I’ve not yet been able to find any commemorative t-shirts depicting Richarlison showboating against Nottingham Forest. Shame. As Carlisle United fans know, that kind of thing can be a seller.

When the Blues’ supporters’ club London Branch produced a garment marking 50 years since the victory over Roma in the Stadio Olimpico, the hero on the front was not Tot Winstanley, scorer of the winning goal.

It was the bloke who, late in the game, received the ball around the halfway line, flicked it up and did a bit of juggling, before carrying on.

Our Stan, taking the mick in the Eternal City. What could be more iconic than that?

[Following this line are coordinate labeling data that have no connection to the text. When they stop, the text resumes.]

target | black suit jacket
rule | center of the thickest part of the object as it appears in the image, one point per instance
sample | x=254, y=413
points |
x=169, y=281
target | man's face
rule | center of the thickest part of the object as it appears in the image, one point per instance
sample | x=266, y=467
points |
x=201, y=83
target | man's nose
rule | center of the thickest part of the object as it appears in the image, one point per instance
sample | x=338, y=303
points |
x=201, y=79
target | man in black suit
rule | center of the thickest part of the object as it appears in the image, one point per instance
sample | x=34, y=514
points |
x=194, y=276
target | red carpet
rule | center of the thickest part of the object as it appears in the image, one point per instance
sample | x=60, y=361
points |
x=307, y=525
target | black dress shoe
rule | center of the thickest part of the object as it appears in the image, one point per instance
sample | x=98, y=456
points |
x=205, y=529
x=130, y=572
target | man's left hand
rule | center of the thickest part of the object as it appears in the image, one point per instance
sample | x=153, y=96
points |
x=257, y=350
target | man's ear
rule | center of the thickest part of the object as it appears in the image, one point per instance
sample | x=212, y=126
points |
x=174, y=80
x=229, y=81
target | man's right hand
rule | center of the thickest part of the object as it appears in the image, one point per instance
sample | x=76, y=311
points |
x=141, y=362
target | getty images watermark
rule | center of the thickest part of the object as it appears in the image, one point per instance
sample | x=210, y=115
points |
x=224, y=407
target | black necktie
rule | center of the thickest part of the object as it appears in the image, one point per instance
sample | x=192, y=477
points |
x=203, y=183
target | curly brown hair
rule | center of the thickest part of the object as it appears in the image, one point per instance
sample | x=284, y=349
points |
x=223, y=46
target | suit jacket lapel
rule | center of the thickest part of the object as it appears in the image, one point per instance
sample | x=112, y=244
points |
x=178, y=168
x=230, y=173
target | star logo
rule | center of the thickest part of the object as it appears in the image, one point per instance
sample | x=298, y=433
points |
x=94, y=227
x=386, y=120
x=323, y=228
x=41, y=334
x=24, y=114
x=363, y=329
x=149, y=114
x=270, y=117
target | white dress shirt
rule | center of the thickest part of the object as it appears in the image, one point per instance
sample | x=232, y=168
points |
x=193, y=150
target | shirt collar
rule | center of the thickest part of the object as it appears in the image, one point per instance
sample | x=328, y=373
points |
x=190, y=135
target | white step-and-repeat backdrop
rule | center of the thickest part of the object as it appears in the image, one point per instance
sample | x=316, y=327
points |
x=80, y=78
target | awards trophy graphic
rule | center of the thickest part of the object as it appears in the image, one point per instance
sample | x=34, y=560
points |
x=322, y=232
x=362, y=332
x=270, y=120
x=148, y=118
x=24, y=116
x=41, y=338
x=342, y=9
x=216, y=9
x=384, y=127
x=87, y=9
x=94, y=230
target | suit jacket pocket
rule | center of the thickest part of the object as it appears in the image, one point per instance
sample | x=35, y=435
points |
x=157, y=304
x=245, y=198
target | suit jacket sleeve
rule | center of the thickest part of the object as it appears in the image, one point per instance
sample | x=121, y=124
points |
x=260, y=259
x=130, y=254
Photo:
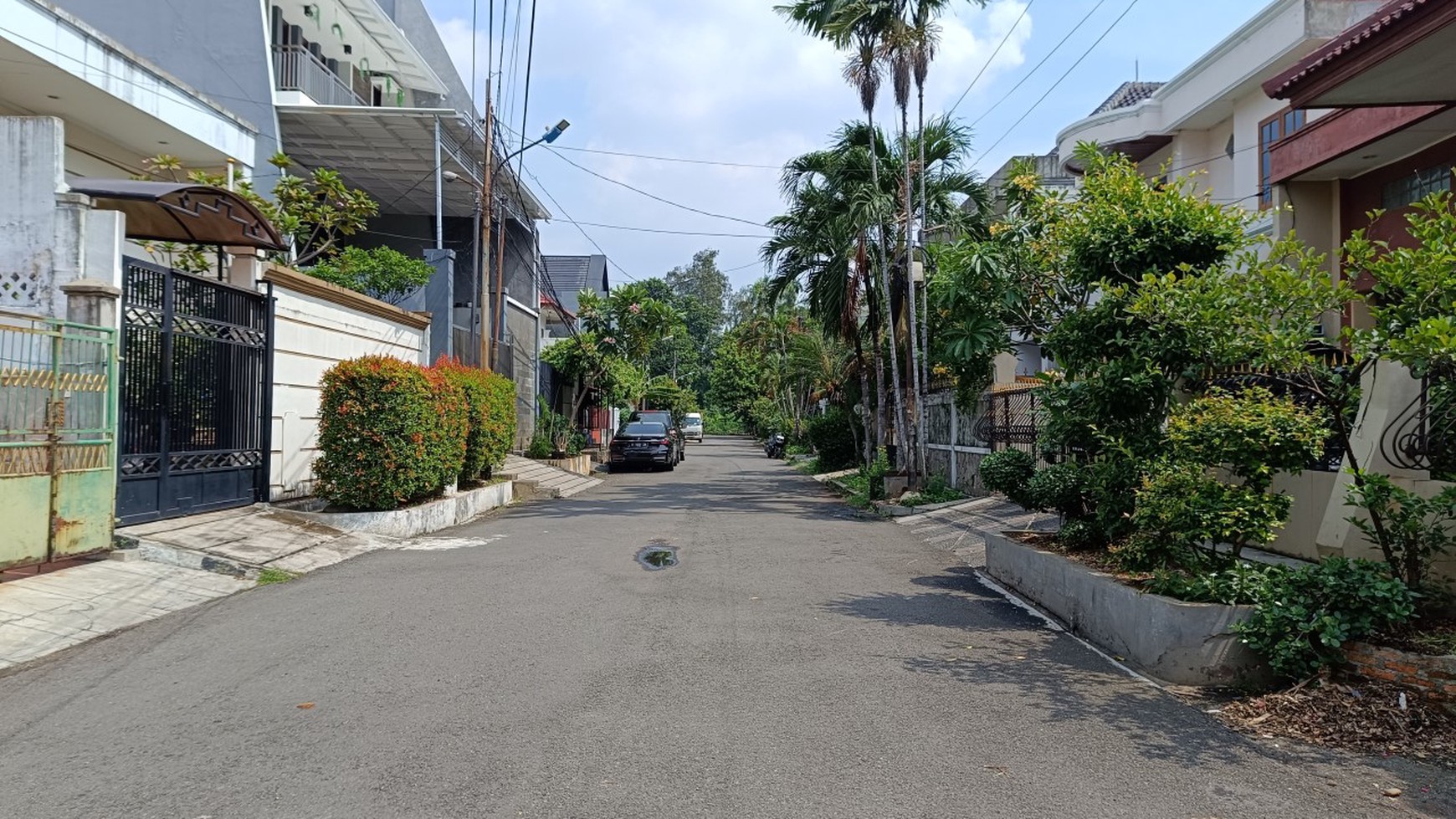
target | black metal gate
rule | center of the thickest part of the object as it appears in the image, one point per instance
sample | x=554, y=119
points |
x=196, y=378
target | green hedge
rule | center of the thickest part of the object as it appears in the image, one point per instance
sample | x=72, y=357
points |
x=391, y=433
x=833, y=438
x=491, y=417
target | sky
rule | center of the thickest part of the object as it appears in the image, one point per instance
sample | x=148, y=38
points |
x=731, y=86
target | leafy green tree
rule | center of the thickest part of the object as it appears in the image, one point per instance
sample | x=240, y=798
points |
x=702, y=283
x=382, y=273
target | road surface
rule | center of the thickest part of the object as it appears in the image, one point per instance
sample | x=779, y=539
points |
x=798, y=661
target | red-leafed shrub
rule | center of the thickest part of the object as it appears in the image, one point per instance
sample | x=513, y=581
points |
x=389, y=431
x=491, y=402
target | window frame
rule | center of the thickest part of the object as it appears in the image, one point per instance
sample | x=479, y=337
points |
x=1271, y=130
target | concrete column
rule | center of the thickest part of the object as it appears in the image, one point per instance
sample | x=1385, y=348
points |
x=33, y=166
x=92, y=301
x=1388, y=389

“They got a little bit tetchy,” said Winstanley, years later, on the Roma players’ reaction. “But that was typical of Stan. He had the ability to do that. And the nerve, don’t worry about that.”

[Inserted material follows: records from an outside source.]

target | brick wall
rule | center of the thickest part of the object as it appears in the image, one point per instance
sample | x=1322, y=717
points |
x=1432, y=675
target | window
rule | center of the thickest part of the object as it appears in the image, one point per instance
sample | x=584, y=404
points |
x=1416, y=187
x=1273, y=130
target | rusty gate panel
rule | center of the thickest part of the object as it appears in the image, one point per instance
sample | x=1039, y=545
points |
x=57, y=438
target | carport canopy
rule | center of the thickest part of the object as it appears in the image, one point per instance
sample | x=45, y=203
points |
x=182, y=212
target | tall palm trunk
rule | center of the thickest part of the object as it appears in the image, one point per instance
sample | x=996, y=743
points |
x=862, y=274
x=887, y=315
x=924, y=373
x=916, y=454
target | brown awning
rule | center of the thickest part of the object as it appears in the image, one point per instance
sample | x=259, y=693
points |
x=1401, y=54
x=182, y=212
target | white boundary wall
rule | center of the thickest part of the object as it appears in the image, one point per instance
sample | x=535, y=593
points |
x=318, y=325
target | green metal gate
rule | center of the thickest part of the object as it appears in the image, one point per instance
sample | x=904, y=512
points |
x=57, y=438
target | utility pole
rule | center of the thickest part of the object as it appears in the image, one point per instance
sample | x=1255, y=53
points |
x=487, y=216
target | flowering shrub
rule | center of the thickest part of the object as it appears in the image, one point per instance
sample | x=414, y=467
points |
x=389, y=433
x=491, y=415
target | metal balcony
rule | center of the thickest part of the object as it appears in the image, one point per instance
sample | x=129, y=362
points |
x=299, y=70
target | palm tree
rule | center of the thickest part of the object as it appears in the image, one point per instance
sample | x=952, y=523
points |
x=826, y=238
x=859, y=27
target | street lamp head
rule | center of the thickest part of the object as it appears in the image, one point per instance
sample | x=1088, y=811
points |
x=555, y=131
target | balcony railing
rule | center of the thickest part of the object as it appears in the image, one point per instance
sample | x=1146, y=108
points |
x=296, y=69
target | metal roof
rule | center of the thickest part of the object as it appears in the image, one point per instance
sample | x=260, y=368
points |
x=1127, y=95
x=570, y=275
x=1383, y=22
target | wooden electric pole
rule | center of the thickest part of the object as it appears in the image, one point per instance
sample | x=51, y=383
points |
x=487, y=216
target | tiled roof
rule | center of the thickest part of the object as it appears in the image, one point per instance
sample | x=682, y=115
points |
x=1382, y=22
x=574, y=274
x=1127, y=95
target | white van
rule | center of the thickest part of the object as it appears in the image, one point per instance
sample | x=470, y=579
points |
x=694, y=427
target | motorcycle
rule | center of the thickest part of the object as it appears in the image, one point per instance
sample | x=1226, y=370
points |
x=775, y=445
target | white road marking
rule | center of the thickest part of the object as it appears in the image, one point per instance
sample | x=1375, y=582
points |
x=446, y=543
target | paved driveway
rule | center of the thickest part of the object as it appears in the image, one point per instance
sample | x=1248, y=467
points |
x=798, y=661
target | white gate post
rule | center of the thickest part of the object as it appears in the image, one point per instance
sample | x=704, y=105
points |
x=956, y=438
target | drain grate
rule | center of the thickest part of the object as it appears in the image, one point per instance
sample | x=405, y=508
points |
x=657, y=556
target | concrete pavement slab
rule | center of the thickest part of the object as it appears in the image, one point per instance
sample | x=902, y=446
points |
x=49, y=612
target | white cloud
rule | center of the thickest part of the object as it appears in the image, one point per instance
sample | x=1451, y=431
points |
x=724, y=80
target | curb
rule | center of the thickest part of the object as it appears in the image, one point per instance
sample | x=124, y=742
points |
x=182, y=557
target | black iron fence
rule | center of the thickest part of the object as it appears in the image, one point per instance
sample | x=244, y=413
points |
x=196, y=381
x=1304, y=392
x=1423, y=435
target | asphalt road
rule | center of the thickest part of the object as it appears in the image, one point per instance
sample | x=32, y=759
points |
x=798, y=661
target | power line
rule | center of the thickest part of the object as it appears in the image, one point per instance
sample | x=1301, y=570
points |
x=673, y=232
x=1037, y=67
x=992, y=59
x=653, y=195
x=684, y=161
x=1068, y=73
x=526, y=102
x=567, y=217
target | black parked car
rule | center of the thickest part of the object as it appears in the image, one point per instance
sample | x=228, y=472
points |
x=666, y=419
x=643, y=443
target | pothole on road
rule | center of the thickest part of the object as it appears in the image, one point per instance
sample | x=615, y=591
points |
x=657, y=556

What a shame, then, that while one such act was regarded as a lark – a risky one, but still a lark – and gathered legendary status down the years, the response was mainly po-faced when a decorated Brazilian forward did it in the modern era.

Brennan Johnson’s vengeful foul on Richarlison in August 2022 was deemed by most as a natural consequence of teasing an opponent, of bragging with your feet. “I wouldn’t want my players to do that,” moaned the Forest boss Steve Cooper.

“That’s what you get for showboating at this level,” said Sky commentator Martin Tyler, only then adding that Johnson flooring Richarlison was “maybe not right”. “He just winds people up, that lad,” added Jamie Carragher. Yep, that was presumably the idea.

News and Star: Bowles, pictured at Brunton Park, famously performed keepy-uppies against RomaBowles, pictured at Brunton Park, famously performed keepy-uppies against Roma (Image: News & Star)

Considering 50 years separated those incidents, it might be easy to categorise one of one era, and the other another. Football in the 1970s was more off-the-cuff, the rascal or mischief-maker able to operate more freely rather than meet suspicion.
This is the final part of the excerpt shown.